ECLI:NL:HR:2020:1003
Hoge Raad
- Cassatie
- Rechtspraak.nl
Cassatie tegen uitspraak Gerechtshof Den Haag over motorrijtuigenbelasting
In deze zaak heeft belanghebbende, [X] te [Z], beroep in cassatie ingesteld tegen de uitspraak van het Gerechtshof Den Haag van 1 mei 2018. Deze uitspraak betrof het hoger beroep van belanghebbende tegen eerdere uitspraken van de Rechtbank Den Haag, waarin het ging om door belanghebbende op aangifte voldane bedragen aan motorrijtuigenbelasting over verschillende tijdvakken in 2016. De Hoge Raad heeft het cassatieberoep beoordeeld en het middel dat door belanghebbende was voorgesteld, onderzocht.
De Hoge Raad heeft geconcludeerd dat het middel niet kan leiden tot vernietiging van de uitspraak van het Hof. Het is niet noodzakelijk om de redenen voor dit oordeel te motiveren, aangezien de beoordeling van het middel niet vereist dat er antwoorden worden gegeven op vragen die van belang zijn voor de eenheid of de ontwikkeling van het recht, zoals vermeld in artikel 81, lid 1, van de Wet op de rechterlijke organisatie.

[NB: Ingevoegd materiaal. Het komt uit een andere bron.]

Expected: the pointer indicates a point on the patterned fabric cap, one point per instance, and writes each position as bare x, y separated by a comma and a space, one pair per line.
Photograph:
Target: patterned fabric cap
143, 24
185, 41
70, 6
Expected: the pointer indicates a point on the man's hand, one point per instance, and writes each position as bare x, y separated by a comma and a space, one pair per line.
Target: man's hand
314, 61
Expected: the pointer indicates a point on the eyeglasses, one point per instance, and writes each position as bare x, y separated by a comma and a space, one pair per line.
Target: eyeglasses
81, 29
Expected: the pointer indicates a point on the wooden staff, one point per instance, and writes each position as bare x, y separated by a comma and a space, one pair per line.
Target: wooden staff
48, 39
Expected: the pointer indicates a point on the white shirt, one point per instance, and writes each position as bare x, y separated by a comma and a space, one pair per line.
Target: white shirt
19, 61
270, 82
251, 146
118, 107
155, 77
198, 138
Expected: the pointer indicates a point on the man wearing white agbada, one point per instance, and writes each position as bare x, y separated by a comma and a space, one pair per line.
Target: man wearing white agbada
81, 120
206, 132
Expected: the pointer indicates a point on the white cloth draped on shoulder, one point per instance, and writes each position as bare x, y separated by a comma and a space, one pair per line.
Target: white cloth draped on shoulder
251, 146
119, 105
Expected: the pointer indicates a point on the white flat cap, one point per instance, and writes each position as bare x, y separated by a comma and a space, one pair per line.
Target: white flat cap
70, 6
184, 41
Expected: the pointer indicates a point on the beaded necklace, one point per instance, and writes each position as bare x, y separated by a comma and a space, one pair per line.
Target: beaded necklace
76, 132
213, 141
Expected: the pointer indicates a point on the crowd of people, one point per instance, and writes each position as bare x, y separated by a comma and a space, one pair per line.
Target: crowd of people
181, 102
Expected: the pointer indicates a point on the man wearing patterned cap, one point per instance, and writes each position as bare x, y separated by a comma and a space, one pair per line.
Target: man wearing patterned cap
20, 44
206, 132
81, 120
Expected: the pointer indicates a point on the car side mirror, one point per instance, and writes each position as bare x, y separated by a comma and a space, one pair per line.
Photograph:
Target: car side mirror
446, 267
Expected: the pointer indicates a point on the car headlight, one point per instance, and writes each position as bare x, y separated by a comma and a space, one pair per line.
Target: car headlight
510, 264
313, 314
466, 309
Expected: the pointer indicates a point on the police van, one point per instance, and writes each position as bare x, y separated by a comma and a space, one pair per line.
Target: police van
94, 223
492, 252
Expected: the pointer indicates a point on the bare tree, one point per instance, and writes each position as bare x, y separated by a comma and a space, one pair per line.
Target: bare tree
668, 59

Uiteindelijk heeft de Hoge Raad het beroep in cassatie ongegrond verklaard. Dit arrest is uitgesproken door vice-president R.J. Koopman, samen met de raadsheren E.N. Punt, P.M.F. van Loon, M.E. van Hilten en E.F. Faase, in aanwezigheid van waarnemend griffier E. Cichowski, op 5 juni 2020.